Matt Cassel and Brady Quinn combined last year for a season that set offensive football back 30 years. The pair accounted for 14 touchdowns and a staggering 34 turnovers, while "leading" the NFL's worst passing attack.
The Chiefs would have been better off with Steve DeBerg, and he's 59.
Cassel and Quinn are also gone, replaced by Alex Smith, who the Chiefs acquired from the San Francisco 49ers for a second round draft pick.
The former first overall pick completed over 70 percent of his passes last year, but unlike Cassel and Quinn, those completions actually went to Smith's teammates instead of his opponents.
The 29-year-old also had a passer rating of over 100 before a concussion and a Kaepernick cost him the starting job in San Fran. ESPN's Trent Dilfer recently told Adam Telcher of The Kansas City Star (via The Wichita Eagle) that Smith is a great fit in Reid's West Coast offense.
Andy’s a pass-first guy and he’s all about mental toughness, decision-making, getting the ball out quickly, executing the plan, He’s wanted to expand what he does at the line of scrimmage, and Alex gives you great versatility at the line of scrimmage. He’s as good as anyone in the league at seeing things before the snap and digesting the information and getting his offense into the right mode, whatever that might be. Alex is very efficient in the shorter and intermediate passing game, and that’s kind of what Andy’s offense lives by — but he also has the ability to push the ball down the field.
Upgrade number two.
The Chiefs bolstered the team in a number of other areas as well.
The addition of top overall pick Eric Fisher, paired with Branden Albert, gives Kansas City one of the better looking offensive tackle duos in the NFL, at least on paper. Combined with guard Jon Asamoah and free agent addition Geoff Schwartz, the Chiefs have the makings of a solid offensive front, especially if center Rodney Hudson returns from injury at 100%.
The defensive backfield also got an overhaul.
Kansas City added two of the top available free agent cornerbacks, signing both Dunta Robinson and Sean Smith. Smith is coming off a career season with the Miami Dolphins, while Robinson was one of the best cornerbacks in the NFL last year against the run according to Pro Football Focus.
Added to a defense that includes cornerback Brandon Flowers, young safety Eric Berry and fifth-round pick Sanders Commings (who can play cornerback or free safety), the Chiefs would appear set to field a secondary that should improve on last year's 13th-ranked pass defense.
That's not a bad thing to have in the same division as Peyton Manning.
Granted, the presence of Manning and the Denver Broncos, who were the AFC's top seed in 2012, make an AFC West title the longest of long shots.
However, this new and improved Kansas City team has a very good shot at making a run for a Wild Card spot.
Due in no small part to four games against the Oakland Raiders and San Diego Chargers, the Kansas City Chiefs have the fifth-easiest schedule in the NFL in 2013.
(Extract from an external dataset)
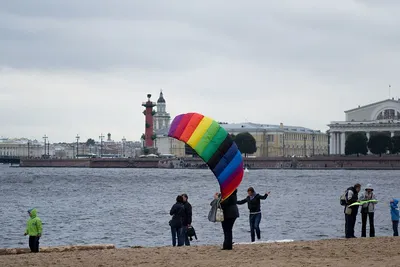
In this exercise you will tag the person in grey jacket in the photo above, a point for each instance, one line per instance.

Their opponents have a combined winning percentage of .473 according to ESPN. The schedule includes an opening day away date with the woeful Jacksonville Jaguars, as well as very winnable games against the Tennessee Titans, Cleveland Browns, and Buffalo Bills.
How many games will the Kansas City Chiefs win in 2013?
It's not all easy sailing, and a three-game stretch against the NFC East from Weeks 2-4 may well define their season. However, if Kansas City can emerge from the first quarter of the season at 2-2, then it's not hard to see this team winning nine games in 2013, just as Bleacher Report AFC West Lead Writer Christopher Hansen forecasted last month.
In fact, all it would take is a favorable break or two for the Chiefs to hit 10 wins. It's really not a stretch at all.
That would put the Chiefs in the thick of the playoff chase, and while there's a ton of football to be played between now and season's end, this is the time for optimism.
For fans in Kansas City, there's ample reason to be optimistic. If the team can avoid a major injury, the improvements to to the roster and coaching staff and a favorable schedule set up nicely for a playoff run.
That run will culminate in the Chiefs advancing to the playoffs for the first time since 2010, showing for the second consecutive season that turnarounds in today's NFL can happen on a dime.